REXBURG – When praise is heaped upon him, Darwin Wolford gives it back to God.
“My talents are a gift that comes from heaven above,” says Wolford.
Darwin Wolford’s faith in God is evident in the music he composed. The 86-year-old Rexburg local is the oldest living contributor to the current hymnbook of The Church of Jesus Christ of Latter-day Saints.
Published in 1985, Wolford is credited as the book’s chief music editor. His personal contributions to the book include two hymns he set to music, namely, “Sons of Michael, He Approaches” and “Listen to a Prophet’s Voice.”
Wolford was born and raised in Logan, Utah. Upon reaching adulthood, he was called by the church to serve a special mission for the Church’s General Music Committee.
“I traveled to over 200 stakes, teaching basic courses in organ playing and music directing,” Wolford says. “I taught classes in most of Utah, Idaho, Oregon, the Bay Area, Los Angeles and more.”
After completion of his service on the General Music Committee, Wolford obtained a bachelor’s degree in music from Utah State University and a master’s degree and doctorate in music composition and theory from the University of Utah.
“It was at the University of Utah that I was privileged to study under the great Alexander Schreiner,” says Wolford.
Schreiner served as the chief organist for the Tabernacle at Temple Square in Salt Lake City, Utah for over 50 years.
Wolford says that when he got to second-year music theory, the class hosted 25 to 30 students. By the end of the semester, only three remained. Wolford was one of them.
“Schreiner recognized I had a passion for composing music. I believe it was a gift from heaven.
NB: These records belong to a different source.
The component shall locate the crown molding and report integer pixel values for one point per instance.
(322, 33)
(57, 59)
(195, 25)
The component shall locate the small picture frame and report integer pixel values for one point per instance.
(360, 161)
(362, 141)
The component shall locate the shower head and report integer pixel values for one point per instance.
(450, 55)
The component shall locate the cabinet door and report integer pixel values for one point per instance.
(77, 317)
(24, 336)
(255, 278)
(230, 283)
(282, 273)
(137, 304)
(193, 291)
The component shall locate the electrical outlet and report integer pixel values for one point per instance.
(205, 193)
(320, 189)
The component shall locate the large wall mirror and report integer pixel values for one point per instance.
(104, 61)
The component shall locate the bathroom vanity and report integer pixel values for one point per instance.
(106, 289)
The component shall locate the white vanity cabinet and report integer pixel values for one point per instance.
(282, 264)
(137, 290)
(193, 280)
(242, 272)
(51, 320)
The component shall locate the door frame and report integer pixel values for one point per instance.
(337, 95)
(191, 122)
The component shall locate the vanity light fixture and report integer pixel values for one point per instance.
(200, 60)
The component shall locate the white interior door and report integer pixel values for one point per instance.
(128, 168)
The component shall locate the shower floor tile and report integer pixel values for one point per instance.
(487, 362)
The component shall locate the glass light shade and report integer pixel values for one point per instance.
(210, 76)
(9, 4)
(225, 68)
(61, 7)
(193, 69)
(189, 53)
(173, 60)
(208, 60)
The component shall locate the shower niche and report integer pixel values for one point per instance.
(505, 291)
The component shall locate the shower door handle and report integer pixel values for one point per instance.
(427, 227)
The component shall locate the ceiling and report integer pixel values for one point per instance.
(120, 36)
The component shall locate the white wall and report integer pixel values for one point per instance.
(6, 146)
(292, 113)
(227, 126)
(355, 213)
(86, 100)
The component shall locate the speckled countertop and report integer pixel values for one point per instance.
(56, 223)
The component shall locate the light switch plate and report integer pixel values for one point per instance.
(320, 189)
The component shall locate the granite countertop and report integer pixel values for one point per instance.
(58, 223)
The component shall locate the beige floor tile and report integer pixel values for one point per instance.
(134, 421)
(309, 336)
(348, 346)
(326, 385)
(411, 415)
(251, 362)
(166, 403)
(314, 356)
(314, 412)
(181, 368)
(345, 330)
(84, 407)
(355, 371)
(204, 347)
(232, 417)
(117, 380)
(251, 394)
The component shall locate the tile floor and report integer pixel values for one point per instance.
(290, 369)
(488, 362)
Schreiner knew this,” says Wolford.
After completing his degrees, Wolford came to Rexburg in 1967 to teach music at Ricks College. He was hired to be the director of music studies. He retired in 2010 at the age of 74.
During his first year at Rick’s College, he would meet his wife of 53 years, Julie Lofgren.
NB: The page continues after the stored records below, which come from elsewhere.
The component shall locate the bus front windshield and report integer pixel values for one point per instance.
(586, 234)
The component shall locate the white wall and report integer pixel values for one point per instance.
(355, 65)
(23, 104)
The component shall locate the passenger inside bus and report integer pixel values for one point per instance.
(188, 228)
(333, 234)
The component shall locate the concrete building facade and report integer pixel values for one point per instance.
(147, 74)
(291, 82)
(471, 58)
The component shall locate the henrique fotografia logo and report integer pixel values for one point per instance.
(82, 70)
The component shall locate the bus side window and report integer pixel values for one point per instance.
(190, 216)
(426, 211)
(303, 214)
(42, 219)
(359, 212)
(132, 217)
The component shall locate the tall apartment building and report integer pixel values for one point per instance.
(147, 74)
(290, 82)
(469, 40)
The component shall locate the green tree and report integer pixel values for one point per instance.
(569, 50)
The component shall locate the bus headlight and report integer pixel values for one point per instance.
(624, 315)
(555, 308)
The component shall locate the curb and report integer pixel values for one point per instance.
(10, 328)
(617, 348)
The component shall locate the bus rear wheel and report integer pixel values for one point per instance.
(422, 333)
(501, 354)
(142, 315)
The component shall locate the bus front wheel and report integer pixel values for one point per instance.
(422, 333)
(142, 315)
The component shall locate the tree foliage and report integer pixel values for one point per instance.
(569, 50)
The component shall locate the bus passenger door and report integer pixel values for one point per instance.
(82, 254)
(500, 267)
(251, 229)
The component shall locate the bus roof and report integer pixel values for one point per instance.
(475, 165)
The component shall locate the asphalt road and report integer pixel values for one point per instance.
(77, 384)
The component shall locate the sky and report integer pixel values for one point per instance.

“She was one of my students at the time. A young man from Louisiana insisted I take her on a date. I wasn’t so sure. But she knew she was going to marry me. By the third date, I knew I would never court another woman again,” he says.
Darwin and Julie were married in 1967 inside the Logan Utah Temple. They would have five children, their first dying at just four months old.
One of their sons, Andrew Wolford, says that his father always has a sense of humor.
“He makes the corniest jokes,” Andrew says. “He tends to recycle material. My mother tends to just roll her eyes at him. Her being introverted and him being extroverted tends to work really well for them.”
Wolford says Julie is an incredible singer and a finer wife and mother.
“She suffers from complications from scoliosis today, but she has always been my rock,” Wolford says, eyes filled with adoration, as he glances at a Del Parson portrait of Julie.
Over the years, Wolford has accomplished many things. He has written several music collections, including “Come, Rejoice!: Six Hymn Settings for Piano and Organ Duet.” He has edited a significant portion of the LDS Church’s Children’s Songbook and is credited with writing 12 musical selections that are included in the book. He was the organist for the dedication of the Rexburg Idaho Temple in 2008.
But if you asked him what his greatest accomplishment was, he would say it was being asked by the First Presidency of the LDS Church to create a revised version of “The Hosanna Anthem.”
“This anthem is sung at every temple dedication worldwide,” says Wolford. “In the ’80s, the brethren asked me to arrange and compose a simpler version of the anthem, one that could be sung by masses of people and a choir.”
Wolford’s arrangement is now heard by millions today worldwide.
Michael Moody says that Wolford is a very gifted musician.
“His accomplishments extend even beyond his contributions to the hymnbook,” Moody says. “He is a very conscientious man with a wry sense of humor.”
Moody served as the chairman of the General Music Committee from 1978 to 2006. He has enjoyed a close personal friendship with Wolford through years of service together.
“He was a great man to work with – an all-around talented musician,” Moody says.
Both Andrew and Moody say that he is quite the “punster.” EastIdahoNews.com saw this too, with one of Wolford’s asides being, “The reason an idea dies in someone’s head is because it can’t stand solitary confinement.”
Wolford says he is an optimist.
“We need to laugh more,” he says. “We need to laugh more and endure to the end, but endure happily.”
Despite the jokes, Wolford says he sees so much anger in society, but it’s his faith in God that gives him hope.
“People refuse to listen to each other these days. But it’s my faith in God that keeps me going,” he says.